I was inspired by Ryan Palo’s quest to uncover gems in Python’s standard library.
I decided to share one of my favorite tricks in Python’s standard library through an example. The entire code runs on Python 3.2+ without external packages.
The initial problem
Let’s say you have a thousand URLs to process/download/examine, so you need to issue as much HTTP GET calls and retrieve the body of each response.
This is a way to do it:
import http.client
import socket
def get_it(url):
try:
# always set a timeout when you connect to an external server
connection = http.client.HTTPSConnection(url, timeout=2)
connection.request("GET", "/")
response = connection.getresponse()
return response.read()
except socket.timeout:
# in a real world scenario you would probably do stuff if the
# socket goes into timeout
pass
urls = [
"www.google.com",
"www.youtube.com",
"www.wikipedia.org",
"www.reddit.com",
"www.httpbin.org"
] * 200
for url in urls:
get_it(url)
(I wouldn’t use the standard library as an HTTP client but for the purpose of this post it’s okay)
As you can see there’s no magic here. Python iterates on 1000 URLs and calls each of them.

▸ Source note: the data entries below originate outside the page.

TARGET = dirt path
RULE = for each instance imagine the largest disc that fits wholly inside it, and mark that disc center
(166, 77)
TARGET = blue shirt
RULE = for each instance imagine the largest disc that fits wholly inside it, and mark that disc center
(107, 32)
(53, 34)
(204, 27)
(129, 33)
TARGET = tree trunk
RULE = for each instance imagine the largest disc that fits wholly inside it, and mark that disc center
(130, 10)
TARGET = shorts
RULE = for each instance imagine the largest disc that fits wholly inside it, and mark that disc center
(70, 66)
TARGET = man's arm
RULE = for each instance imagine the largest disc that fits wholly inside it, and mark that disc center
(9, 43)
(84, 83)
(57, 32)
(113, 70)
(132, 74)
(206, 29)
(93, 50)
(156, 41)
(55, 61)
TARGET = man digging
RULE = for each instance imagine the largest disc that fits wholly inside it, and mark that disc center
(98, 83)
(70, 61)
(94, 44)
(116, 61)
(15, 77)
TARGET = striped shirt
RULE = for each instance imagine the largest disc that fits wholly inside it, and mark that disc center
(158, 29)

This thing on my computer occupies 2% of the CPU and spends most of the time waiting for I/O:
$ time python io_bound_serial.py
20.67s user 5.37s system 855.03s real 24292kB mem
It runs for roughly 14 minutes. We can do better.
Show me the trick!
from concurrent.futures import ThreadPoolExecutor as PoolExecutor
import http.client
import socket
def get_it(url):
try:
# always set a timeout when you connect to an external server
connection = http.client.HTTPSConnection(url, timeout=2)
connection.request("GET", "/")
response = connection.getresponse()
return response.read()
except socket.timeout:
# in a real world scenario you would probably do stuff if the
# socket goes into timeout
pass
urls = [
"www.google.com",
"www.youtube.com",
"www.wikipedia.org",
"www.reddit.com",
"www.httpbin.org"
] * 200
with PoolExecutor(max_workers=4) as executor:
for _ in executor.map(get_it, urls):
pass
Let’s see what changed:
# import a new API to create a thread pool
from concurrent.futures import ThreadPoolExecutor as PoolExecutor
# create a thread pool of 4 threads
with PoolExecutor(max_workers=4) as executor:
# distribute the 1000 URLs among 4 threads in the pool
# _ is the body of each page that I'm ignoring right now
for _ in executor.map(get_it, urls):
pass
So, 3 lines of code, we made a slow serial task into a concurrent one, taking little short of 5 minutes:
$ time python io_bound_threads.py
21.40s user 6.10s system 294.07s real 31784kB mem
We went from 855.03s to 294.07s, a 2.9x increase!
Wait, there’s more
The great thing about this new API is that you can substitute
from concurrent.futures import ThreadPoolExecutor as PoolExecutor
with
from concurrent.futures import ProcessPoolExecutor as PoolExecutor
to tell Python to use processes instead of threads. Out of curiosity, let’s see what happens to the running time:
$ time python io_bound_processes.py
22.19s user 6.03s system 270.28s real 23324kB mem
20 seconds less than the threaded version, not much different. Keep in mind that these are unscientific experiments and I’m using the computer while these scripts run.
Bonus content
My computer has 4 cores, let’s see what happens to the threaded versions increasing the number of worker threads:
# 6 threads
20.48s user 5.19s system 155.92s real 35876kB mem
# 8 threads
23.48s user 5.55s system 178.29s real 40472kB mem
# 16 threads
23.77s user 5.44s system 119.69s real 58928kB mem
# 32 threads
21.88s user 4.81s system 119.26s real 96136kB mem
Three things to notice: RAM occupation obviously increases, we hit a wall around 16 threads and at 16 threads we’re more than 7x faster than the serial version.
If you don’t recognize time
’s output is because I’ve aliased it like this:
time='gtime -f '\''%Us user %Ss system %es real %MkB mem -- %C'\'
where gtime
is installed by brew install gnu-time
Conclusions
I think ThreadPoolExecutor and ProcessPoolExecutor are super cool additions to Python’s standard library. You could have done mostly everything they do with the “older” threading, multiprocessing and with FIFO queues but this API is so much better.